あたしが思っていたことを全部口に出していたらしく、それはそれはとても怖い顔。
入江くんはまだ少しだけ髪が濡れた状態で、あたしは鏡台の前。ブラシを片手にようやく髪を乾かし終わったところ。
タオルをかぶっている入江くんは、あたしを見下ろしながらもう一度ため息をついた。
何度も思い出しちゃうんだもの。
こんな雨の夜には。
あたしが使い終わったドライヤーで髪を乾かしながら、顔は不機嫌なまま。
あたしはそんな入江くんを見てちょっと疑問に思う。
入江くんは、思い出したりしないのかしらって。
あれから、本当に数えるのも大変になって、自然とやめてしまったのだけど。
だって、入江くんったら、途中までどうしても数えるのをやめられなかったあたしに気付いて、もう本当に数えきれないキッスをしてくれたから。
それに、あたしもちょっと疑問だったの。
一度口を離したら一回なのか、時間が違えば一回なのか。
雨の中で一度離した唇は、もう一度降ってきて、あたしはああ三度目だって(その時は清里のキッスを知らないから)思ったのだけど。

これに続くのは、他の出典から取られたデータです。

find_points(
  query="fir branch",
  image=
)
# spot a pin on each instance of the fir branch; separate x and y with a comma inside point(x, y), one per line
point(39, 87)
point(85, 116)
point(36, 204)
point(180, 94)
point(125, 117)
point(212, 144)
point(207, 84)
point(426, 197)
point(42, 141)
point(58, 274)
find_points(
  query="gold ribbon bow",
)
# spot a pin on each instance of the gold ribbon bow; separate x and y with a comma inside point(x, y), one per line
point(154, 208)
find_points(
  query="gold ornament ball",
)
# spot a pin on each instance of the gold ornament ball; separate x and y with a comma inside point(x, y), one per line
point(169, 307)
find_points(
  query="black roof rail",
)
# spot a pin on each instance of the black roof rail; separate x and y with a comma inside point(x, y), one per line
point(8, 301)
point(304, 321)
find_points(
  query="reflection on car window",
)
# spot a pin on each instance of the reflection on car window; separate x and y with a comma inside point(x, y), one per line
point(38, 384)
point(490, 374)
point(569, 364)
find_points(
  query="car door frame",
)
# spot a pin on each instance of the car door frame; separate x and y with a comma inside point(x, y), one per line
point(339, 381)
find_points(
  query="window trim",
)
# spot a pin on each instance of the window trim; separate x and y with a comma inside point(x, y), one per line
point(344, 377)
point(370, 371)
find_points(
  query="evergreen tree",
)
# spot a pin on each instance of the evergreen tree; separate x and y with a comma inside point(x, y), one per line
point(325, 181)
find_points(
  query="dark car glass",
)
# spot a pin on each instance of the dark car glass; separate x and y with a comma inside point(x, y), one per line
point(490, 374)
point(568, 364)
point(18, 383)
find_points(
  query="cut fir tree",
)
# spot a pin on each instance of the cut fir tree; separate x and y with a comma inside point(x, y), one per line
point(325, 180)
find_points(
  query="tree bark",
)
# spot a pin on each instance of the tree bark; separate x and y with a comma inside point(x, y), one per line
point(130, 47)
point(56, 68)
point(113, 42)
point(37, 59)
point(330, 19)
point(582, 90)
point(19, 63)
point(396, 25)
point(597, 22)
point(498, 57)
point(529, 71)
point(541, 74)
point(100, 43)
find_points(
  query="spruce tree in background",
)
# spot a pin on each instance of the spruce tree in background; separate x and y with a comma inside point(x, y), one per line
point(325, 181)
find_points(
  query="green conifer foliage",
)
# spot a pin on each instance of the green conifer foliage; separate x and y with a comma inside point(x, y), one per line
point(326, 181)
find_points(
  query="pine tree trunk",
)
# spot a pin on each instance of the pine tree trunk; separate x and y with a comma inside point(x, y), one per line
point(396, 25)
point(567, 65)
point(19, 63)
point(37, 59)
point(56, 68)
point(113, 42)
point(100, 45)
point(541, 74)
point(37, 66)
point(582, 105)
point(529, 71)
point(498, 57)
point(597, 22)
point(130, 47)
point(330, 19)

ちょっと離しただけじゃ一回って数えない方がいいのかしらって思ったりなんかして。
入江くんのキッスは、回数を増すごとに少しずつ深くなっていって、あたしは息も切れてしまったり。
初心者だったあたしは、キッスの仕方もわからなかった。
どうやってキッスをして、どうやって息を継いだらいいのかもわからなかったから。
キッスの合間に見た入江くんの目は、真っ直ぐにあたしを見ていて、普段そんなふうに見つめられたことのなかったあたしは、どぎまぎしてどうしていいかわからなかった。
それだけで息が上がってしまって、息が苦しくて。
それなのにまた口をふさがれて、鼻で息をすればいいんだって気付くのに時間がかかった。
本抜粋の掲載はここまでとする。